Masalah Makan dan Solusi Budayanya

Makan
Apa yang kita lakukan ketika lapar? “makan”. Makan menjadi puncak dalam hidup. Semua orang diwajibkan minimal dua kali sehari dan idealnya tiga kali sehari agar tubuh sehat dan bisa beraktifitas seharian serta bekerja mencari uang untuk makan. Jika uang kita berlebih, kita bisa membeli baju atau kebutuhan entertain. Namun, kebutuhan makan tetap yang utama. Makan adalah aktifitas yang sangat purba (minum juga) bagi makhluk hidup di bumi ini dan terbukti ampuh melawan kematian, setidaknya memperpanjang umur manusia.
Makan menjadi pokok, menjadi sehari-hari, rutinitas. Dahulu kala katanya manusia hidup nomaden, berpindah-pindah tempat. Ketika hidup nomaden, manusia berburu untuk makan. Hasil buruan dimakan hari itu juga. Lama-kelamaan manusia mengamati apa yang ia makan dan menemukan bahwa makanan yang mereka makan bisa dikembangbiakkan. Akhirnya manusia menetap dan lahirlah tradisi bercocoktanam dan beternak. Kira-kira seperti itu singkatnya bagaimana makan bisa mempengaruhi pola hidup manusia.
Setelah memutuskan untuk menetap, manusia pun berkembang biak. Menjadi koloni-koloni di suatu daerah yang disebut masyarakat. Kemudian masyarakat ini berkembang dan membuat sistem yang didasarari oleh perenungan akal budi, gagasan-gagsan luhur tentang lingkungan sekitar, alam, keindahan, kehidupan dan kematian, serta banyak hal lain. Sistem tersebut disebut kebudayaan yang nantinya diajarkan turun-temurun sebagai panduan cara hidup di suatu masyarakat.

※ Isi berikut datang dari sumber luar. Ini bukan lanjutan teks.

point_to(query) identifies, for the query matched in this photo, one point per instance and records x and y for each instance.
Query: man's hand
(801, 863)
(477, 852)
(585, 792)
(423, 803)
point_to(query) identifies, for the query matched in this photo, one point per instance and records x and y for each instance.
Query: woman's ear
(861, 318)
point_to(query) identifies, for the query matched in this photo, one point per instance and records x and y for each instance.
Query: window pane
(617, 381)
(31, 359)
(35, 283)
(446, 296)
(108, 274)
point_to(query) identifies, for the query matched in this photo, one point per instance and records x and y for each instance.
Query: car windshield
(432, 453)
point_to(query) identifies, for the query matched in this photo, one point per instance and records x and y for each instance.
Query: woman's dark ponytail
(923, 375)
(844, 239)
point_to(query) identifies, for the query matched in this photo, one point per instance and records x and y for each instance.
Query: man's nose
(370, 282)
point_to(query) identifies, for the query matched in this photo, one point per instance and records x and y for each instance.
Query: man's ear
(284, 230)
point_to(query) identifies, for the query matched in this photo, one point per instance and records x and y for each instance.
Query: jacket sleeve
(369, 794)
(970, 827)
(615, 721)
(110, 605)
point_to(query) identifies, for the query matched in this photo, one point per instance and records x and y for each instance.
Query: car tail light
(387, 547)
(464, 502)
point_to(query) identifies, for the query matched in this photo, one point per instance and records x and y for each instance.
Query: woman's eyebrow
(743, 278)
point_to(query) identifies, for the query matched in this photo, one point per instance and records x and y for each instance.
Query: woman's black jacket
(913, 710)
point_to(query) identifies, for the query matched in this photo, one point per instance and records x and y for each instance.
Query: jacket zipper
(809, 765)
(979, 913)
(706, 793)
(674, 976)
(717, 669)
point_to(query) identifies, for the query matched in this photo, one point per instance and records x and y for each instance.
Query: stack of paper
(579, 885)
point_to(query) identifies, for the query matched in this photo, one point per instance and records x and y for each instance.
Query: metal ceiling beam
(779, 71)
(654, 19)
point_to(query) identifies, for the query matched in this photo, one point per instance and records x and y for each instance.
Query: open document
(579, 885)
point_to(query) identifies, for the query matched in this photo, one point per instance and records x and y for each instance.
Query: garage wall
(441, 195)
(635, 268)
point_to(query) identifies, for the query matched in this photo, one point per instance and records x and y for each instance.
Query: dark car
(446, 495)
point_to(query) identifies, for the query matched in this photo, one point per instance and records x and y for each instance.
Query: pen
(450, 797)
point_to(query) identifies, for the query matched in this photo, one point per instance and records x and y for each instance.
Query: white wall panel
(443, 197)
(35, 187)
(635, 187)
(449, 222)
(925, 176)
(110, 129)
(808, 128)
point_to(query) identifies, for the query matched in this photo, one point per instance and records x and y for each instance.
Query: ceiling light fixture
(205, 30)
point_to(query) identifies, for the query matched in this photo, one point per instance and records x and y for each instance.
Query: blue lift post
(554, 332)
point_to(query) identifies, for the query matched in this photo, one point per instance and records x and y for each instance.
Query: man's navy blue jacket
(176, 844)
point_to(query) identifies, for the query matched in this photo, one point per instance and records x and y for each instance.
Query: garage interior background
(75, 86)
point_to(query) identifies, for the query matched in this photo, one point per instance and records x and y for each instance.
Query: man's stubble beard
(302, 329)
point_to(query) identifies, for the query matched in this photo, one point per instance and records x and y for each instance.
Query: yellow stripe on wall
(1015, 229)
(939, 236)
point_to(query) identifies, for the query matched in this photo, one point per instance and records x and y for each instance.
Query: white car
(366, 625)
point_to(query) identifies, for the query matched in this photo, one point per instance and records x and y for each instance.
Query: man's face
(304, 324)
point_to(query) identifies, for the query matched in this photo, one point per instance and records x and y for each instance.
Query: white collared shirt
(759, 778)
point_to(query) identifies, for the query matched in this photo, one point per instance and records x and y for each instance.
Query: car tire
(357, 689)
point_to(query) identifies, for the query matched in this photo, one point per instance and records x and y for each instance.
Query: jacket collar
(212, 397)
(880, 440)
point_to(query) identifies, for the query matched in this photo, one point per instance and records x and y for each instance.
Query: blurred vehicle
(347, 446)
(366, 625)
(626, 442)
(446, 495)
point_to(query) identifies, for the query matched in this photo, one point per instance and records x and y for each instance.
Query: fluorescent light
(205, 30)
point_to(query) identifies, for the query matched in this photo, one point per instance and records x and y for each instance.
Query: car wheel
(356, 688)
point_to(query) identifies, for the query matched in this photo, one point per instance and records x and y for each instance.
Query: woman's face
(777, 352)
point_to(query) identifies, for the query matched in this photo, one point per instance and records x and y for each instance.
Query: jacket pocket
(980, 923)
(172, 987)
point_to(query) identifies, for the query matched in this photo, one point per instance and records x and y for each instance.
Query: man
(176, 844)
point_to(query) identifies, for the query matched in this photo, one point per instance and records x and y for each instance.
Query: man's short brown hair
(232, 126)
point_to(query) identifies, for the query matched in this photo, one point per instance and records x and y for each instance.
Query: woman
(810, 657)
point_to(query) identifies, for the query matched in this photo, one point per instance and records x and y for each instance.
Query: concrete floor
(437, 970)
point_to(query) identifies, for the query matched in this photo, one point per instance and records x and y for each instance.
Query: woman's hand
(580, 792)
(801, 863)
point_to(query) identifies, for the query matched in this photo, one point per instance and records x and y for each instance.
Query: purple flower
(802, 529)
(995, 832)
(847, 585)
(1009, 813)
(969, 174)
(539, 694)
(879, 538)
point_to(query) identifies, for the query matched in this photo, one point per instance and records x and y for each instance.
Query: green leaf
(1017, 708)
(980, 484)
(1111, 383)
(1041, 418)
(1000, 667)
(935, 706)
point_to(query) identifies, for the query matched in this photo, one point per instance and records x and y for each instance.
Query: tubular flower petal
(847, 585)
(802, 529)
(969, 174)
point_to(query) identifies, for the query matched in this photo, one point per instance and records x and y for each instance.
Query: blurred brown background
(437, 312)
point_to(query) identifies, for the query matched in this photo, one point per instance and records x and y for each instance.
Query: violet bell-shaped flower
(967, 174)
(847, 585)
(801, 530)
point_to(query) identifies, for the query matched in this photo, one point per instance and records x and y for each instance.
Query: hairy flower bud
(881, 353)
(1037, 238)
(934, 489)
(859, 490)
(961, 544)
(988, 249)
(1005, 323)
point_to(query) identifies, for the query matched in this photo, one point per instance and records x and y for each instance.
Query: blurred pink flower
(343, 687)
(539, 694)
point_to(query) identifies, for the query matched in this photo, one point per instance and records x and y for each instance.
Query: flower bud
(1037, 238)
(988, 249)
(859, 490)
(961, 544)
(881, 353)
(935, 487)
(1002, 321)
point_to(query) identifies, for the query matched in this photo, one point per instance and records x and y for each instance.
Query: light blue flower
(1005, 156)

Pandangan Nenek Moyang terhadap Dunia
Setelah memiliki sistem kebudayaan yang ajeg, masyarakat ini nantinya disebut suku bangsa. Dan seperti yang sudah kita ketahui, negara Indonesia terdiri dari berbagai suku bangsa yang berbeda-beda. Ada suku Minangkabau, Batak, Sunda, Jawa dan seterusnya. Setipa suku bangsa ini memiliki budaya yang berbeda. Bahasa, tradisi, cara berpakaian, estetika setiap suku bangsa itu berbeda.
Namun dari banyaknya perbedaan tersebut, sebenarnya suku-suku yang ada di Indonesia memiliki persamaan cara pandang terhadap dunia. Jakob Sumardjo dalam bukunya Estetika Paradoks menjelaskan “Pandanga dunia suku-suku di Indonesia Primodial, adalah bahwa manusia, alam semesta dan Ketuhanan merupakan kesatuan”. Manusia dan alam adalah sama, hubunganya mesra. Manusia adalah anak alam. Di Raja Ampat ada dongeng tentang raja yang lahir dari telur. Manusia belajar dari alam seperti pepatah minang “Alam takambang jadi guru“.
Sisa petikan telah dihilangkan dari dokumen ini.